Kebanyakan hal itu termasuk dalam bab kehati-hatian dan wara‘. Ini termasuk ketelitian pandangan dan sikap mengambil jalan yang lebih selamat.” [Baca : al-Bahrul Muhith Fii Ushul al-Fiqhi 8/310]

Al-Qurthubi juga berkata:

«وَلِذَلِكَ رَاعَى مَالِكٌ الْخِلَافَ، قَالَ: وَتَوَهَّمَ بَعْضُ أَصْحَابِهِ أَنَّهُ يُرَاعِي صُورَةَ الْخِلَافِ، وَهُوَ جَهْلٌ أَوْ عَدَمُ إِنْصَافٍ. وَكَيْفَ هَذَا وَهُوَ لَمْ يُرَاعِ كُلَّ خِلَافٍ وَإِنَّمَا رَاعَى خِلَافًا لِشِدَّةِ قُوَّتِهِ». اهـ

“Karena itulah Malik mempertimbangkan adanya perbedaan pendapat. Sebagian pengikutnya mengira bahwa beliau hanya mempertimbangkan bentuk lahiriah perbedaan, dan itu adalah kebodohan atau kurangnya keadilan. Bagaimana mungkin demikian, padahal beliau tidak mempertimbangkan setiap perbedaan, tetapi hanya mempertimbangkan perbedaan yang kuat dalilnya.” [Selesai. Dinukil dari Al-Fatawa al-Fiqhiyyah al-Kubra 4/313].

===***===

PENUTUP

Dari Al-Awza‘i (Tabi’i), dia berkata:

"العِلْمُ مَا جَاءَ عَنْ أصْحَابِ مُحَمَّدٍ، ‌ومَا ‌لَمْ ‌يَجِيء ‌عَنْهُم ‌فَلَيسَ ‌بِعِلْمٍ"
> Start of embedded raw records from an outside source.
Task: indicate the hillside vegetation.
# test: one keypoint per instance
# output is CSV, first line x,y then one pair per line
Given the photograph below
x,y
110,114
Ilmu adalah apa yang datang dari para sahabat Muhammad , dan apa yang tidak datang dari mereka, maka itu bukan ilmu.

[Lihat "Jami‘ Bayan al-‘Ilm" karya Ibnu ‘Abd al-Barr (1/644), dan "Al-Bidayah wa an-Nihayah" karya Ibnu Katsir (10/117).]

---

Dan dari sahabat Abdullah bin Mas’ud, dia berkata:

«لَا ‌يَزَالُ ‌النَّاسُ ‌بِخَيْرٍ ‌مَا ‌أَتَاهُمُ ‌الْعِلْمُ مِنْ قِبَلِ أَصْحَابِ مُحَمَّدٍ ﷺ، وَأَكَابِرِهِمْ، فَإِذَا أَتَاهُمُ الْعِلْمُ مِنْ قِبَلِ أَصَاغِرِهِمْ، فَذَلِكَ حِينَ هَلَكُوا»

“Manusia akan tetap dalam kebaikan selama ilmu datang kepada mereka dari sahabat-sahabat Muhammad dan para senior (kibaar) mereka. Namun, apabila ilmu datang dari para junior (shigoor) di antara mereka, maka saat itulah mereka binasa.”

Diriwayatkan oleh Mu‘ammar dalam “Jami‘” (20446), dan Ath-Thabrani dalam “Al-Kabir” (9/120), dan disebutkan oleh Al-Haitsami dalam “Al-Majma‘” (1/135), beliau mengatakan:

رِجَالُهُ مُوثُوقُونَ

“Para perawinya dapat dipercaya”.

Dan Al-Albani berkata dalam As-Silsilah Ash-Shahihah (2/310): “Sanadnya sahih.”